Alle hier erwähnten Maschinen werden derzeit im Zuge der laufenden Umbauphase eigens konstruiert und gebaut. Ihre äußeren Dimensionen sind dabei so groß, dass die Räume entsprechend der Ausgestaltung der Maschinen realisiert werden müssen. Die Herausforderungen für die Etablierung einer vorschriftenkonformen Sterilherstellung liegen nicht nur im eigentlichen Herstellungsbereich, sondern auch in den technischen Anlagen dahinter, die neben reinraumgerechter Lufttechnik die Versorgung mit einer Vielzahl von Medien sicherstellen (u. a. Druckluft, Stickstoff, Unterdruck, Reinstdampf, Kühlwasser, pharmazeutische Wässer). Da es sich um den Umbau von Bestandsräumlichkeiten handelt, ist in Ulm nicht nur der Aufbau neuer Technik, sondern auch der Rückbau der nicht mehr benötigten Alttechnik erforderlich. Für jede der oben genannten Maschinen sind zudem im Laufe der Konstruktionsphase tausende von Mustern herzustellen und zu liefern, um die pharmagerechte Ausführung auf Industriestandard zu gewährleisten.

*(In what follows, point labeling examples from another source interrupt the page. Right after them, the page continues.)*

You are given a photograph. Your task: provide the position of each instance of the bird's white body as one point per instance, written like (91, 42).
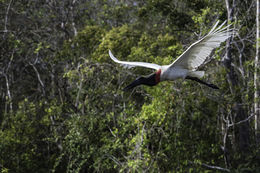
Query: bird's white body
(189, 61)
(172, 73)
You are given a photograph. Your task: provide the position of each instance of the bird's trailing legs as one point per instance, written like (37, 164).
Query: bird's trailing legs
(202, 82)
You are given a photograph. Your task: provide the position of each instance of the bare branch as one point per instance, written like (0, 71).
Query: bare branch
(242, 121)
(39, 77)
(210, 166)
(6, 16)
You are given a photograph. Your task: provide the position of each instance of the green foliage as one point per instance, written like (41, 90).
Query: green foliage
(62, 104)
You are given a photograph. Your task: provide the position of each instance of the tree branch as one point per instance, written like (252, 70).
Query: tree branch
(210, 166)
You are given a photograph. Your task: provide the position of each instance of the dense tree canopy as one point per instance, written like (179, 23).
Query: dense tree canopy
(62, 108)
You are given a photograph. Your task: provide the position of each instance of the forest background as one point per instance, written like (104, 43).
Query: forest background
(62, 108)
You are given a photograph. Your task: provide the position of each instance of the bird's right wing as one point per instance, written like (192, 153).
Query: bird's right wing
(197, 53)
(133, 64)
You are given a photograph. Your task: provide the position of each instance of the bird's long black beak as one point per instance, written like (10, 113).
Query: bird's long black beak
(137, 82)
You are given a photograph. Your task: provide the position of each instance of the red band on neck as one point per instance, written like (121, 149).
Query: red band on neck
(157, 76)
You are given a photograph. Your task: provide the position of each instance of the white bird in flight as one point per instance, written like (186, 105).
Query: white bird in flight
(185, 66)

Mit Abschluss der Infrastrukturmaßnahme und Übergabe der Räumlichkeiten ist nach derzeitiger Planung Anfang 2024 zu rechnen. Die Maschinen zur Herstellung von Autoinjektoren sollen zu diesem Zeitpunkt betriebsbereit zur Verfügung stehen, um die eigentliche Prozessetablierung zum Abschluss führen zu können. Bedingt durch bereits angedeutete regulatorische Zwänge ist das Ende der Infrastrukturmaßnahme jedoch keinesfalls mit dem ersten Auslieferdatum von Autoinjektoren gleichzusetzen. Maßgebende Meilensteine für die Erstauslieferung von Autoinjektoren sind die Erteilung einer Herstellungserlaubnis durch die zuständige Behörde, den Arzneimittelüberwachungsbeauftragten der Bundeswehr, und einer arzneimittelrechtlichen Zulassung durch das Bundesinstitut für Arzneimittel und Medizinprodukte (BfArM).